I’m going to sell you the middle seat on the plane and it has nothing to do with meeting new people. It also has everything to do with snagging the ultimate jackpot: a whole row to yourself.
It’s the bitch seat that no one seems to want, car, plane or tuk tuk. (Shotgun!) Unless you love meeting new people, I don’t think most people will bother climbing over others for it. That is, unless they are trying to go to the restroom.
In fact, it’s a bit amazing how much people dislike the middle seat, but you can play this to your advantage. A study conducted by 3M shows that most people would rather endure getting their teeth pulled or getting set up on an awkward blind date then sitting there. Contemplate this for a second:
Fifty percent of people said they would be likely to take an aisle seat being offered on the next available flight, while one in five Americans (20 percent) say they would actually stay overnight at an airport hotel for an aisle seat on the first flight the next morning!
…Nine percent of Americans report that they would refuse to sit in the middle seat on a full flight if it was more than 1-2 hours.

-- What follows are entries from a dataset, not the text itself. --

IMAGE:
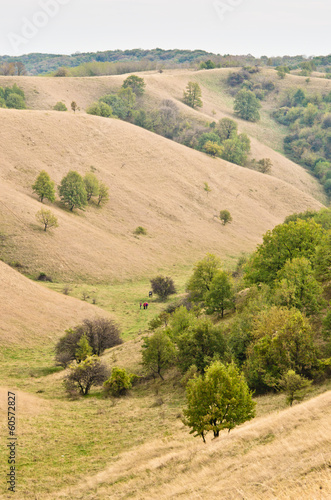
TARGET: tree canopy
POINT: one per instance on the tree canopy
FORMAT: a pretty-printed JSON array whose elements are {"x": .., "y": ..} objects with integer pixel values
[{"x": 220, "y": 400}]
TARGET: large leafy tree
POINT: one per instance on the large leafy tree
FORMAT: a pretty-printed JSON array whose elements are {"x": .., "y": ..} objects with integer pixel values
[
  {"x": 91, "y": 185},
  {"x": 158, "y": 353},
  {"x": 285, "y": 242},
  {"x": 192, "y": 95},
  {"x": 44, "y": 187},
  {"x": 86, "y": 374},
  {"x": 246, "y": 105},
  {"x": 220, "y": 400},
  {"x": 220, "y": 295},
  {"x": 47, "y": 218},
  {"x": 163, "y": 286},
  {"x": 135, "y": 83},
  {"x": 283, "y": 340},
  {"x": 297, "y": 287},
  {"x": 203, "y": 274},
  {"x": 72, "y": 190},
  {"x": 199, "y": 344}
]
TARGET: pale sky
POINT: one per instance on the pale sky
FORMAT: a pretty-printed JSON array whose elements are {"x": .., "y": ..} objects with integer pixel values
[{"x": 259, "y": 27}]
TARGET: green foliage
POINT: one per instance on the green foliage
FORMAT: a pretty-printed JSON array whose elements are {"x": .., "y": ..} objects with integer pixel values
[
  {"x": 47, "y": 218},
  {"x": 91, "y": 185},
  {"x": 101, "y": 334},
  {"x": 206, "y": 187},
  {"x": 60, "y": 106},
  {"x": 72, "y": 191},
  {"x": 220, "y": 400},
  {"x": 235, "y": 151},
  {"x": 297, "y": 287},
  {"x": 44, "y": 187},
  {"x": 322, "y": 260},
  {"x": 199, "y": 344},
  {"x": 225, "y": 217},
  {"x": 119, "y": 383},
  {"x": 295, "y": 386},
  {"x": 192, "y": 95},
  {"x": 88, "y": 373},
  {"x": 74, "y": 106},
  {"x": 246, "y": 106},
  {"x": 163, "y": 286},
  {"x": 122, "y": 103},
  {"x": 286, "y": 241},
  {"x": 103, "y": 196},
  {"x": 100, "y": 109},
  {"x": 226, "y": 129},
  {"x": 203, "y": 274},
  {"x": 158, "y": 353},
  {"x": 84, "y": 350},
  {"x": 283, "y": 341},
  {"x": 135, "y": 83},
  {"x": 212, "y": 149},
  {"x": 220, "y": 296}
]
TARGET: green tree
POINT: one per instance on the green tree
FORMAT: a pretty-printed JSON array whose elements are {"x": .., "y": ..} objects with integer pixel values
[
  {"x": 220, "y": 296},
  {"x": 163, "y": 286},
  {"x": 84, "y": 350},
  {"x": 135, "y": 83},
  {"x": 203, "y": 274},
  {"x": 297, "y": 287},
  {"x": 60, "y": 106},
  {"x": 192, "y": 95},
  {"x": 158, "y": 353},
  {"x": 86, "y": 374},
  {"x": 15, "y": 101},
  {"x": 226, "y": 129},
  {"x": 284, "y": 341},
  {"x": 74, "y": 106},
  {"x": 298, "y": 238},
  {"x": 100, "y": 109},
  {"x": 44, "y": 187},
  {"x": 246, "y": 105},
  {"x": 220, "y": 400},
  {"x": 295, "y": 386},
  {"x": 206, "y": 187},
  {"x": 47, "y": 218},
  {"x": 103, "y": 194},
  {"x": 91, "y": 185},
  {"x": 234, "y": 151},
  {"x": 212, "y": 149},
  {"x": 225, "y": 217},
  {"x": 119, "y": 383},
  {"x": 72, "y": 191},
  {"x": 199, "y": 344}
]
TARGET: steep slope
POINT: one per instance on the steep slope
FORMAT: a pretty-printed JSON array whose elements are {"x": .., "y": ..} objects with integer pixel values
[
  {"x": 32, "y": 315},
  {"x": 153, "y": 182},
  {"x": 43, "y": 93},
  {"x": 284, "y": 455}
]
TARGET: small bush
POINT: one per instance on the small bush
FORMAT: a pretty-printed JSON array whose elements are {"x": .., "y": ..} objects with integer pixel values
[
  {"x": 140, "y": 230},
  {"x": 60, "y": 106},
  {"x": 44, "y": 277},
  {"x": 119, "y": 382}
]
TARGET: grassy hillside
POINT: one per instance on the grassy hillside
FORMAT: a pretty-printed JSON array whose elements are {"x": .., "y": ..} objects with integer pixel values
[
  {"x": 137, "y": 447},
  {"x": 154, "y": 183}
]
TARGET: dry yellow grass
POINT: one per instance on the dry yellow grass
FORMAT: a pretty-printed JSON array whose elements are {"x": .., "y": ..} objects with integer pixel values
[
  {"x": 32, "y": 315},
  {"x": 153, "y": 182},
  {"x": 283, "y": 456}
]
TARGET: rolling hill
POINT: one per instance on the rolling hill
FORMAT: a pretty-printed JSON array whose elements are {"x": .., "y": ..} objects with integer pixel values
[{"x": 154, "y": 183}]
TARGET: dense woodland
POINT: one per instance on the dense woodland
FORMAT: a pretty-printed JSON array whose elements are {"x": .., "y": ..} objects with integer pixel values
[{"x": 125, "y": 61}]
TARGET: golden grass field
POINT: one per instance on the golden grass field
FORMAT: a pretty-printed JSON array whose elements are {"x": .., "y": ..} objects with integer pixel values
[{"x": 137, "y": 447}]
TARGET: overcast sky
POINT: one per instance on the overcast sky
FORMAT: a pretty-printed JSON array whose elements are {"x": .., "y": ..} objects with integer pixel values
[{"x": 259, "y": 27}]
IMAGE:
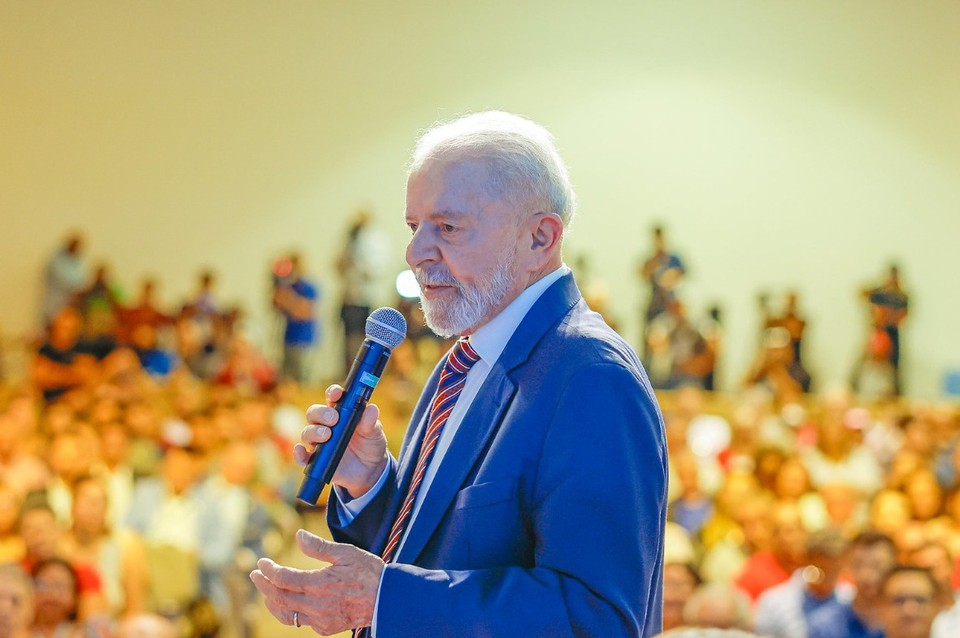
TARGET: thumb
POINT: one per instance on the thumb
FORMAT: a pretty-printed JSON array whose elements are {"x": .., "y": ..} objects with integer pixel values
[{"x": 319, "y": 548}]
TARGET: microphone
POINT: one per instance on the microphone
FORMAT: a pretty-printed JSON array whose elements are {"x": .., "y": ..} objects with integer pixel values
[{"x": 385, "y": 329}]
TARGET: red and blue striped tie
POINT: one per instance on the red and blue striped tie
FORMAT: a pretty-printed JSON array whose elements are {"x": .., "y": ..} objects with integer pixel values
[{"x": 452, "y": 378}]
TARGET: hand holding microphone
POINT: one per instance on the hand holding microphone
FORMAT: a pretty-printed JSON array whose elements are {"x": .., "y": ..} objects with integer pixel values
[{"x": 339, "y": 455}]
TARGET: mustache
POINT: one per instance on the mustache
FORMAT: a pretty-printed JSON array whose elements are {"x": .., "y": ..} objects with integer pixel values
[{"x": 437, "y": 276}]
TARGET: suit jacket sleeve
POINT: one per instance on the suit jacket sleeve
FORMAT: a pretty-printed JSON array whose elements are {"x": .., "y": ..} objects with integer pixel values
[{"x": 596, "y": 511}]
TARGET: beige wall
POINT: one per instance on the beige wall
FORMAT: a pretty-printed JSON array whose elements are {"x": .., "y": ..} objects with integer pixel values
[{"x": 783, "y": 144}]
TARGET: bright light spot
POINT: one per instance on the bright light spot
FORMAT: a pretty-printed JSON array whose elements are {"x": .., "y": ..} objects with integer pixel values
[{"x": 407, "y": 286}]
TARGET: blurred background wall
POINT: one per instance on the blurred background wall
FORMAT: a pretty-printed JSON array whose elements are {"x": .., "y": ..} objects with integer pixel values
[{"x": 782, "y": 145}]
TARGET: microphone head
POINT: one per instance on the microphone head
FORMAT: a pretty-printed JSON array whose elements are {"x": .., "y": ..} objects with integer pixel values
[{"x": 387, "y": 327}]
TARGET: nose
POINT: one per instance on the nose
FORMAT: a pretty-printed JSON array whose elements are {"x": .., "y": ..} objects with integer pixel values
[{"x": 422, "y": 247}]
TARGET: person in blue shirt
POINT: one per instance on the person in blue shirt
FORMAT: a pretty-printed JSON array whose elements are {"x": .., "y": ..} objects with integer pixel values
[
  {"x": 296, "y": 299},
  {"x": 870, "y": 556}
]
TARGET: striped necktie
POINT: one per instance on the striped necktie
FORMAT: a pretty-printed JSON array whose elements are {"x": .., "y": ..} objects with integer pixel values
[{"x": 452, "y": 378}]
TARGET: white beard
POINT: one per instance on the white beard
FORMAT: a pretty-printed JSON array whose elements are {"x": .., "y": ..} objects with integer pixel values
[{"x": 473, "y": 303}]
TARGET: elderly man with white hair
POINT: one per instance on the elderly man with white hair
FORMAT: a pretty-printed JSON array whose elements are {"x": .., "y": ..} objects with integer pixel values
[{"x": 529, "y": 496}]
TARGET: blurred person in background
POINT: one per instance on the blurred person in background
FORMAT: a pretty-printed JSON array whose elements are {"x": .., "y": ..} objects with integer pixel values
[
  {"x": 784, "y": 611},
  {"x": 888, "y": 309},
  {"x": 179, "y": 520},
  {"x": 909, "y": 602},
  {"x": 718, "y": 606},
  {"x": 924, "y": 494},
  {"x": 16, "y": 602},
  {"x": 118, "y": 554},
  {"x": 245, "y": 368},
  {"x": 868, "y": 559},
  {"x": 662, "y": 271},
  {"x": 296, "y": 298},
  {"x": 72, "y": 456},
  {"x": 787, "y": 553},
  {"x": 793, "y": 322},
  {"x": 725, "y": 557},
  {"x": 935, "y": 557},
  {"x": 146, "y": 626},
  {"x": 693, "y": 507},
  {"x": 20, "y": 470},
  {"x": 680, "y": 580},
  {"x": 11, "y": 544},
  {"x": 359, "y": 266},
  {"x": 98, "y": 305},
  {"x": 772, "y": 369},
  {"x": 59, "y": 364},
  {"x": 64, "y": 276},
  {"x": 838, "y": 457},
  {"x": 115, "y": 471},
  {"x": 146, "y": 312},
  {"x": 56, "y": 600},
  {"x": 42, "y": 537},
  {"x": 793, "y": 485}
]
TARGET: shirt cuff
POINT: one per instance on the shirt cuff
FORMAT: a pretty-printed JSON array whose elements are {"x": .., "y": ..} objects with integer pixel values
[
  {"x": 349, "y": 508},
  {"x": 376, "y": 607}
]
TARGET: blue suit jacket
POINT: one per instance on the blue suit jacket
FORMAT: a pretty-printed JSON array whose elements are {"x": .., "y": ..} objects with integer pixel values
[{"x": 546, "y": 515}]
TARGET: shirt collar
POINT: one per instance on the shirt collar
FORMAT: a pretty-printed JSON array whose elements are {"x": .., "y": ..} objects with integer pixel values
[{"x": 491, "y": 338}]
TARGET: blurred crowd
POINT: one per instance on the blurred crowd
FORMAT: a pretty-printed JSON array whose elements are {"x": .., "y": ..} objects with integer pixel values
[
  {"x": 808, "y": 518},
  {"x": 145, "y": 464},
  {"x": 680, "y": 350}
]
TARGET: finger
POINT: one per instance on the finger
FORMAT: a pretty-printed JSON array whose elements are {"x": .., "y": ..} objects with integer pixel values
[
  {"x": 284, "y": 580},
  {"x": 322, "y": 415},
  {"x": 334, "y": 393},
  {"x": 301, "y": 454},
  {"x": 321, "y": 549},
  {"x": 313, "y": 434}
]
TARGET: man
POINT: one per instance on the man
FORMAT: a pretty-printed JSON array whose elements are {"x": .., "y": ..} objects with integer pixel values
[
  {"x": 717, "y": 606},
  {"x": 65, "y": 275},
  {"x": 359, "y": 267},
  {"x": 936, "y": 558},
  {"x": 769, "y": 567},
  {"x": 663, "y": 271},
  {"x": 295, "y": 298},
  {"x": 542, "y": 511},
  {"x": 909, "y": 602},
  {"x": 16, "y": 602},
  {"x": 784, "y": 611},
  {"x": 870, "y": 556},
  {"x": 889, "y": 306}
]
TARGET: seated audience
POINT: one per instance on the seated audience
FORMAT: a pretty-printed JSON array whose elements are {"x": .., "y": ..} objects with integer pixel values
[
  {"x": 784, "y": 611},
  {"x": 868, "y": 559},
  {"x": 787, "y": 553},
  {"x": 16, "y": 602},
  {"x": 57, "y": 600},
  {"x": 718, "y": 606},
  {"x": 909, "y": 602}
]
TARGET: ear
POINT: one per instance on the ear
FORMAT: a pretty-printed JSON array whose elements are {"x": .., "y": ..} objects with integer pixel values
[{"x": 546, "y": 233}]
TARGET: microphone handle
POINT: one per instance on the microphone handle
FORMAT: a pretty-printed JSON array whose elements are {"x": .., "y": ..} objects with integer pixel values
[{"x": 364, "y": 375}]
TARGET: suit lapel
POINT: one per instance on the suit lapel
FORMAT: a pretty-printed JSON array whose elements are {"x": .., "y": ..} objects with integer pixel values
[{"x": 484, "y": 415}]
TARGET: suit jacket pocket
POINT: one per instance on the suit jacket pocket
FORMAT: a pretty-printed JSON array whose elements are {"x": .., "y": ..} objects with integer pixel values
[{"x": 483, "y": 494}]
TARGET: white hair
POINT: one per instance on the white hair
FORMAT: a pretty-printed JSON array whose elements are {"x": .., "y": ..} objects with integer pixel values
[{"x": 522, "y": 156}]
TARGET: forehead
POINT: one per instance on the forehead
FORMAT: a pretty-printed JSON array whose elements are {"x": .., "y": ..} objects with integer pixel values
[
  {"x": 908, "y": 582},
  {"x": 451, "y": 185}
]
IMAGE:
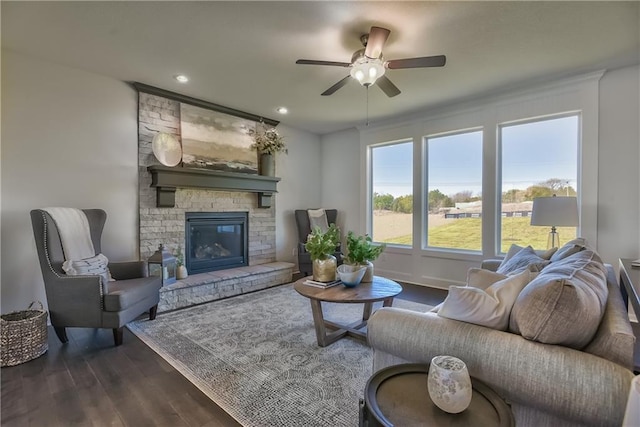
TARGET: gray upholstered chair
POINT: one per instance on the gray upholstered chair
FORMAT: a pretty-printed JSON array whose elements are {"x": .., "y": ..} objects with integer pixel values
[
  {"x": 82, "y": 301},
  {"x": 304, "y": 229}
]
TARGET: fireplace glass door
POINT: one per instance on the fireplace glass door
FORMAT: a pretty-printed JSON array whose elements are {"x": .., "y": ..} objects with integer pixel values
[{"x": 216, "y": 241}]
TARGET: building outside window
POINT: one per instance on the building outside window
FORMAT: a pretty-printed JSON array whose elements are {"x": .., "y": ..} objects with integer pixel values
[
  {"x": 392, "y": 193},
  {"x": 454, "y": 191},
  {"x": 538, "y": 158}
]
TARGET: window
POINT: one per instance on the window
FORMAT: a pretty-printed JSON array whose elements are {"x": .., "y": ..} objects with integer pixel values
[
  {"x": 392, "y": 193},
  {"x": 454, "y": 191},
  {"x": 539, "y": 158}
]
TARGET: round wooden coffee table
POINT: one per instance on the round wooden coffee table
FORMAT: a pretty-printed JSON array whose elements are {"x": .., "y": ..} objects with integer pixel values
[
  {"x": 380, "y": 289},
  {"x": 398, "y": 395}
]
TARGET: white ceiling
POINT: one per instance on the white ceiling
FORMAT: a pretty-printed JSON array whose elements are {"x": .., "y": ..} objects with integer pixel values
[{"x": 242, "y": 54}]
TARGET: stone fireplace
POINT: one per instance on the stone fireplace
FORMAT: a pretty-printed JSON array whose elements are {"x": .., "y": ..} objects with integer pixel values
[{"x": 218, "y": 268}]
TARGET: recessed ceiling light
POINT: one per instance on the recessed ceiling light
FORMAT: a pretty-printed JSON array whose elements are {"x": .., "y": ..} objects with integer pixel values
[{"x": 181, "y": 78}]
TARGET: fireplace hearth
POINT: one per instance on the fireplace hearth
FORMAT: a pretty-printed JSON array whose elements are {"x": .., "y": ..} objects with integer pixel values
[{"x": 216, "y": 241}]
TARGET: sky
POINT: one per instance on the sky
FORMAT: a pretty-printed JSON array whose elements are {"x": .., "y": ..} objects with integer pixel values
[{"x": 531, "y": 153}]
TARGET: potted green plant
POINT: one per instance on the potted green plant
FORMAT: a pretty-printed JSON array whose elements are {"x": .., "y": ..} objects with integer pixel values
[
  {"x": 267, "y": 143},
  {"x": 321, "y": 245},
  {"x": 361, "y": 251}
]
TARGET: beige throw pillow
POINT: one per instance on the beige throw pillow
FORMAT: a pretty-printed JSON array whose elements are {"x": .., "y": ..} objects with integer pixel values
[
  {"x": 96, "y": 265},
  {"x": 490, "y": 307}
]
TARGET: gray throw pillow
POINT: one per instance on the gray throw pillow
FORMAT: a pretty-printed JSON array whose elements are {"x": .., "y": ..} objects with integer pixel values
[
  {"x": 569, "y": 248},
  {"x": 564, "y": 304},
  {"x": 526, "y": 258}
]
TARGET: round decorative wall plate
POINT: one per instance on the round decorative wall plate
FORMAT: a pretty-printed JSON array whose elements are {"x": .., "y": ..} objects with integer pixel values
[{"x": 167, "y": 149}]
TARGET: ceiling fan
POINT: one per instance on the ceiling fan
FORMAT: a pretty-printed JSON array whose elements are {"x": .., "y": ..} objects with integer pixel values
[{"x": 368, "y": 66}]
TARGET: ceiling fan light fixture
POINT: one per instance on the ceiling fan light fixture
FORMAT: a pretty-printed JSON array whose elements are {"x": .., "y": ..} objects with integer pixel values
[{"x": 367, "y": 71}]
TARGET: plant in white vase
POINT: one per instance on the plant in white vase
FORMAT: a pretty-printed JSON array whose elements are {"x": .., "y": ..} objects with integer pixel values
[
  {"x": 268, "y": 142},
  {"x": 321, "y": 245}
]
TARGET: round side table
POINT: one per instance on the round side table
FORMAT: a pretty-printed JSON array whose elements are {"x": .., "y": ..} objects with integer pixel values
[{"x": 398, "y": 395}]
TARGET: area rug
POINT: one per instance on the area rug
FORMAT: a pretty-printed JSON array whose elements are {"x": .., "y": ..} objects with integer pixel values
[{"x": 256, "y": 356}]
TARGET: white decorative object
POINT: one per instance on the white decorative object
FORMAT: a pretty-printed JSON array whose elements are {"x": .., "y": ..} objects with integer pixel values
[
  {"x": 167, "y": 149},
  {"x": 351, "y": 275},
  {"x": 182, "y": 272},
  {"x": 449, "y": 384}
]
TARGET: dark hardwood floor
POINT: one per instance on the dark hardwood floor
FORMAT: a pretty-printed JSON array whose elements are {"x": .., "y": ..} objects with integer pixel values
[{"x": 89, "y": 382}]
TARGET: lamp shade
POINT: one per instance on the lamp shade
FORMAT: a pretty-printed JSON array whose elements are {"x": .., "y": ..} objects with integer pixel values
[{"x": 555, "y": 211}]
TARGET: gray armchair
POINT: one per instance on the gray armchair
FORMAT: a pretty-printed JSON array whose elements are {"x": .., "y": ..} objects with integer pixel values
[
  {"x": 304, "y": 229},
  {"x": 82, "y": 301}
]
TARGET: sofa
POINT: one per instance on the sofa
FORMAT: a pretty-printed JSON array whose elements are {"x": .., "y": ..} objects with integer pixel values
[{"x": 569, "y": 369}]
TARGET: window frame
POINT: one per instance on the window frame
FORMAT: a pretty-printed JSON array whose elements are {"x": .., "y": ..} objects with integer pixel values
[
  {"x": 369, "y": 195},
  {"x": 499, "y": 145},
  {"x": 424, "y": 232}
]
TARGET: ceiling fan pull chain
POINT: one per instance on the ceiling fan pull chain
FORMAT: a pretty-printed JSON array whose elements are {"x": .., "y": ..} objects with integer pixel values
[{"x": 367, "y": 124}]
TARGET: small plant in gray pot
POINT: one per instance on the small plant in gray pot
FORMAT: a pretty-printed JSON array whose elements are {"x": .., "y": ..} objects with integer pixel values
[{"x": 362, "y": 251}]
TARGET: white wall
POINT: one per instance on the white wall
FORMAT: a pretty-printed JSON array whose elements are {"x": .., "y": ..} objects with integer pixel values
[
  {"x": 619, "y": 154},
  {"x": 69, "y": 138},
  {"x": 300, "y": 187},
  {"x": 610, "y": 192},
  {"x": 341, "y": 178}
]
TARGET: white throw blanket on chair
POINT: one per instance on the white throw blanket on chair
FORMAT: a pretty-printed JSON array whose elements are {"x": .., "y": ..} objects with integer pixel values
[{"x": 75, "y": 235}]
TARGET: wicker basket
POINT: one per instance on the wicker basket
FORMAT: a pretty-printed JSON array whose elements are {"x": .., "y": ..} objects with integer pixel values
[{"x": 23, "y": 335}]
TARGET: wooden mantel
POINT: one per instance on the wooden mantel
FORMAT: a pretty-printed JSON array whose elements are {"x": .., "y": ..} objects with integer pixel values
[{"x": 167, "y": 179}]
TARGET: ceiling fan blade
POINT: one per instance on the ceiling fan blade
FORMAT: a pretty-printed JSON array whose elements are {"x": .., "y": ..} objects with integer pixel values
[
  {"x": 336, "y": 86},
  {"x": 377, "y": 38},
  {"x": 387, "y": 87},
  {"x": 313, "y": 62},
  {"x": 425, "y": 61}
]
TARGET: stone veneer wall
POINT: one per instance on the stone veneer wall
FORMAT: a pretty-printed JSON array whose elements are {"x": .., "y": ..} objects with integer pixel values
[{"x": 166, "y": 225}]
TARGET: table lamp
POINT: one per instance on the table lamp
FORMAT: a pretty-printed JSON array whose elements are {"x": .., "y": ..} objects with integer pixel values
[{"x": 555, "y": 212}]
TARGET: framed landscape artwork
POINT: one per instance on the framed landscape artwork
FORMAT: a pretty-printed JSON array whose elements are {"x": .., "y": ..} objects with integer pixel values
[{"x": 217, "y": 141}]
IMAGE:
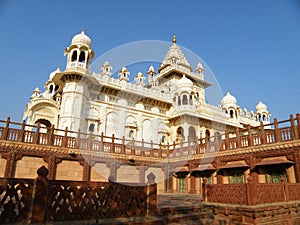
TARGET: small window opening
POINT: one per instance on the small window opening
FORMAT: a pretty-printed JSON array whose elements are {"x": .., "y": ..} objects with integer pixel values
[
  {"x": 51, "y": 89},
  {"x": 163, "y": 139},
  {"x": 92, "y": 127},
  {"x": 184, "y": 100},
  {"x": 231, "y": 113},
  {"x": 131, "y": 132},
  {"x": 74, "y": 56},
  {"x": 82, "y": 57}
]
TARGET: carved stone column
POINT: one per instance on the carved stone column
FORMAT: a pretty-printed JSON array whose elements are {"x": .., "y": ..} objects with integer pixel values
[
  {"x": 11, "y": 159},
  {"x": 113, "y": 166},
  {"x": 52, "y": 166},
  {"x": 87, "y": 167},
  {"x": 142, "y": 172}
]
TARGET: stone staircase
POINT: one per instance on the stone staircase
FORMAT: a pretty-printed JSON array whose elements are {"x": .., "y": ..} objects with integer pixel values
[{"x": 174, "y": 210}]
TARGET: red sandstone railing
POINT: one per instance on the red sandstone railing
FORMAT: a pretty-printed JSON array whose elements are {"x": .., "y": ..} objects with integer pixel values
[
  {"x": 275, "y": 132},
  {"x": 251, "y": 193},
  {"x": 30, "y": 201}
]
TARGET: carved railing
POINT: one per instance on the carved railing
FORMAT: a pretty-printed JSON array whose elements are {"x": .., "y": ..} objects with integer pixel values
[
  {"x": 15, "y": 200},
  {"x": 251, "y": 193},
  {"x": 268, "y": 193},
  {"x": 241, "y": 138},
  {"x": 36, "y": 201},
  {"x": 230, "y": 194},
  {"x": 84, "y": 201}
]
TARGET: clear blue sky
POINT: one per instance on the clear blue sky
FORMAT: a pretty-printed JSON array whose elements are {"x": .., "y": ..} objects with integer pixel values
[{"x": 253, "y": 47}]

That’s great, though. Two economic professors at Northwestern University postulate their own strategy at Cheap Talk using this specific psychology on how to avoid people by picking the middle seat. Though they go into more specific scenarios on theblog, in a nutshell:
When you are selecting seats on a flight and you have an open row should you take the middle seat or the aisle? Even if you prefer the aisle seat you are tempted to take the middle seat as a strategic move. People who check in after you will try to find a seat with nobody next to them and if you take the middle seat they will choose a different row. The risk however is that if the flight is full you are still going to have someone sitting next to you and you will be stuck in the middle seat.
That last bit is the most important thing to remember. In fact, it’s almost guaranteed that this would not work on most flights because of how drastically airlines in general have reduced their route frequency. That doesn’t mean it will never work, but I wouldn’t attempt this except on a plane that appears to be relatively empty a few days out from departure. If you go to to read the original piece, though, its clear that its a high-risk, high-rewards game (relatively speaking), and that picking the window or aisle seat is the safe, low-risk choice.
While I’ve never personally tested this theory out (though I did come close once), I am convinced that it’d work in some situations. In my case, the agent balked when I asked for the middle seat so I ended up wimping out at the last minute. Ironically, I ended up sitting a completely full row by picking the aisle seat on a rather half-empty flight. So, in theory, it could also work the other way.
Of course, if you don’t hate the middle seat, there’s nothing to risk by trying it out.
UPDATE: Just flew Seoul to Los Angeles, and saw a woman next to my row sitting in a middle seat at boarding. She also had the whole row to herself. Food for thought.